= Demerger =

Form of corporate restructuring
A demerger is a form of corporate restructuring whereby parts of a business are separated into different corporations. It is the converse of a merger or acquisition. Companies demerge for various strategic reasons, such as improving the focus within a business or raising capital, and can be forced to do so, in some jurisdictions, due to government intervention to improve market competition. Demerging a public company will often result in an immediate fluctuation in share price. Demerging can also occur prior to the newly formed company or companies being listed on the stock market.

==Types and purpose==

A demerger can take place through a spin-off, where the holding company gains equity in the new corporation that is the same as the loss of equity in the company that demerged. A split-off occurs when multiple new companies are formed from the original business. A partial demerger occurs when the holding company retains a reduced stake in the new company created. Demergers can also occur as a result of liquidating a company and transferring assets to new companies. Divestments differ from demergers, as they involve selling aspects of an existing business to new owners, in some instances to reverse a previous merger.

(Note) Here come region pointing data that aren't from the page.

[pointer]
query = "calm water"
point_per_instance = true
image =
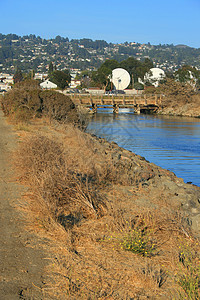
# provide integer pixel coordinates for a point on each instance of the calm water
(170, 142)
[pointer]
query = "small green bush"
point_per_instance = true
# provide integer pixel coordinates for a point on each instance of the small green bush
(139, 241)
(189, 275)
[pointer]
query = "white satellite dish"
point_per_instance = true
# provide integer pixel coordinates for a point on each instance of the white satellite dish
(120, 78)
(154, 76)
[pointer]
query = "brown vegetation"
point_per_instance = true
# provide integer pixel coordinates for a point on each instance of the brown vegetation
(27, 101)
(113, 223)
(106, 245)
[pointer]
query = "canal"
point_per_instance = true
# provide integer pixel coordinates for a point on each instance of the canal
(172, 143)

Demergers can be undertaken for various business and non-business reasons, such as government intervention, by way of antitrust law, or through decartelization, as a defensive corporate strategy to avoid government intervention, as a way of improving the focus on the core business and competencies, and when remaining as part of a single business offers little advantage due to different parts of a business not making each part more efficient. Demergers can occur so a company can increase investment and capital, and have also been used as a method of preventing a hostile takeover.

==Examples==

An example of a demerger, was eBay's decision to create a separate corporate entity for PayPal, in 2014. The announcement led to a 7.5% increase in eBay's share price. At the time the decision was announced, PayPals growth in revenues was double that of eBay's, whilst significant new entrants such as Apple Pay had entered the online payments market, increasing competition. In the same year, 18% of demergers in the US occurred within the technology sector.

A Prudential demerger in 2018 resulted in the creation of M&G Prudential, which would focus mainly on the UK and European markets, whilst Prudential plc would be focused on markets such as Asia and the US. M&G Prudential was subsequently listed on the stock market. When Associated British Foods took the decision to demerge Primark in 2026, the immediate market reaction was its share price falling. To improve focus and attract investors, Vedanta demerged, with the outcome being five separate businesses in 2026, with the demerged companies expected to list on the stock market.